Hoy es mi cumpleaños. Un aroma especial impregna el ambiente ya desde por la mañana, una mezcla entre chocolate fundido, nata montada y cera derretida que invade todos los rincones de la casa y me invita a pensar en lo que ocurrió hace ya 17 años un cada vez más lejano 5 de agosto de 1993.
Todo el mundo, mejor dicho, todo el que puede, celebra este día -como diría nuestro rey- con orgullo y satisfacción. Ya son un año más viejos. Pero ¿por qué es un día de celebración?, ¿por qué es un día diferente a cualquier otro?, ¿es acaso el hecho de cumplir años sinónimo de prestigio o sabiduría?.
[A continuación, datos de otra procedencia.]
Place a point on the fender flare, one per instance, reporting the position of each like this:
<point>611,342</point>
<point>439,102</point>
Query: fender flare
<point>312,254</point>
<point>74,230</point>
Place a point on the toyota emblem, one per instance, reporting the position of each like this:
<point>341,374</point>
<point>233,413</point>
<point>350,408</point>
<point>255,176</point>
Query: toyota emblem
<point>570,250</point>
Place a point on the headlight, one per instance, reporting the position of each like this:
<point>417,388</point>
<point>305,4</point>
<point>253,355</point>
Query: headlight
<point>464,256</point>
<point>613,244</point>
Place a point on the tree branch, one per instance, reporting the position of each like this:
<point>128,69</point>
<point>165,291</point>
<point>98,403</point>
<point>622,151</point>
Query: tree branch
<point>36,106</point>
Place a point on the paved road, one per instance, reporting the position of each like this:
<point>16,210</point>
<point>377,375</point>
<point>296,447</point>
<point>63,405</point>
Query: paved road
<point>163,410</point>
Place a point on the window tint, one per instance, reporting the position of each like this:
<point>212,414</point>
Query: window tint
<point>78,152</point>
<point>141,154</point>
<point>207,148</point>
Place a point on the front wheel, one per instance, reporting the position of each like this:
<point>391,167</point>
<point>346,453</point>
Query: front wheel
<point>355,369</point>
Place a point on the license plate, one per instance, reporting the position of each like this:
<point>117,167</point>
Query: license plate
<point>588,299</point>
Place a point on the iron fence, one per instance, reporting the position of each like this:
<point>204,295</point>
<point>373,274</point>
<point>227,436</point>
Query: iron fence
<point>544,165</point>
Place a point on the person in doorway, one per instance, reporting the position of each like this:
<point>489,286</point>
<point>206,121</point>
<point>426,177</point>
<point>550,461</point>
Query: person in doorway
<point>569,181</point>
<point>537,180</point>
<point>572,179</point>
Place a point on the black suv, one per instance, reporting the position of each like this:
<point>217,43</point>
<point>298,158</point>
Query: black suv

Me he levantado de la cama, he abierto algún regalo de mi familia, me he dirigido al cuarto de baño, y allí, cual fantasma inmóvil, una figura, casi idéntica a mi pero con una malévola sonrisa en el rostro, me observaba desde el otro lado del espejo.



Un día normal y corriente, nada nuevo, nada, pensaba yo, que mereciese este despliegue de cubertería, regalos y gente a mi alrededor. Estaba ya hace rato convencido de ello, cuando al acercarme a mi abuelo, este me mira a los ojos y me dice: ¡Felicidades!. Entonces me he dado cuenta, he mirado directamente al tiempo a través de los ojos de mi abuelo. Él lo sabe, ahora yo lo sé, me ha costado entenderlo pero sí es un día especial, no es un día cualquiera, y he recordado entonces las palabras de mi madre al levantarme : Que los años no te hagan más viejo, sino más sabio.